A Justiça absolveu ex-dirigentes e outros envolvidos em um processo que investigava supostas irregularidades relacionadas à concessão e exploração de quiosques públicos na cidade do Natal (RN). A decisão concluiu que as provas apresentadas durante a ação não foram suficientes para comprovar a prática dos crimes de corrupção passiva e ativa atribuídos aos acusados.

O caso teve origem em investigações sobre possíveis vantagens indevidas envolvendo a administração dos espaços comerciais. O Ministério Público sustentava que agentes públicos e empresários teriam participado de um esquema para favorecer interesses particulares na gestão dos quiosques.

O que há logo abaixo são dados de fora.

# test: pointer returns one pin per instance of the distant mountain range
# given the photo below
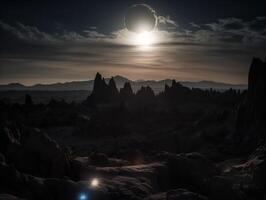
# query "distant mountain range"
(157, 86)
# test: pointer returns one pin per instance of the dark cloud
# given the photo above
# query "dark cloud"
(209, 51)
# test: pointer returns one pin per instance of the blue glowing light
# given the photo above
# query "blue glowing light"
(82, 197)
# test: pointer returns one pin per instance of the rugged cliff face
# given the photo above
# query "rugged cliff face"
(251, 115)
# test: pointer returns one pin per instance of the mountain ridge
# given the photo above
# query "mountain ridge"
(156, 85)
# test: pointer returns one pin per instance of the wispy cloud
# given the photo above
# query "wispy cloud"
(210, 51)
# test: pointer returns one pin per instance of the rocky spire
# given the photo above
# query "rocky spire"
(126, 92)
(112, 89)
(99, 89)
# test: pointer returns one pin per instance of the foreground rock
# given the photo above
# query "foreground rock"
(178, 194)
(33, 152)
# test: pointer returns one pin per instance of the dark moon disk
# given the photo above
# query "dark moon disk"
(139, 18)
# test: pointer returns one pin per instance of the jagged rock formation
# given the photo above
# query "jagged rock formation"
(103, 92)
(32, 151)
(28, 100)
(107, 93)
(112, 91)
(126, 92)
(176, 92)
(251, 115)
(99, 89)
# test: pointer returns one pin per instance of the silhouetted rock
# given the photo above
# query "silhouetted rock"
(112, 91)
(126, 92)
(32, 151)
(177, 194)
(98, 159)
(99, 92)
(176, 93)
(192, 171)
(28, 100)
(145, 95)
(251, 115)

Ao analisar o processo, o magistrado entendeu que os elementos reunidos ao longo da instrução não demonstraram, de forma inequívoca, a existência de pagamento ou recebimento de propina, nem a efetiva participação dos réus em atos de corrupção. Segundo a sentença, as suspeitas levantadas durante a investigação não foram confirmadas por provas suficientes para justificar uma condenação criminal.

A decisão reforça o princípio jurídico de que a condenação exige comprovação concreta da prática delituosa, prevalecendo a presunção de inocência quando persistem dúvidas sobre os fatos investigados.

Com a sentença, os acusados foram absolvidos das imputações relacionadas ao caso, embora ainda possam existir recursos previstos na legislação por parte dos órgãos responsáveis pela acusação. A ação integra uma série de investigações conduzidas nos últimos anos sobre a administração e concessão de espaços públicos no município.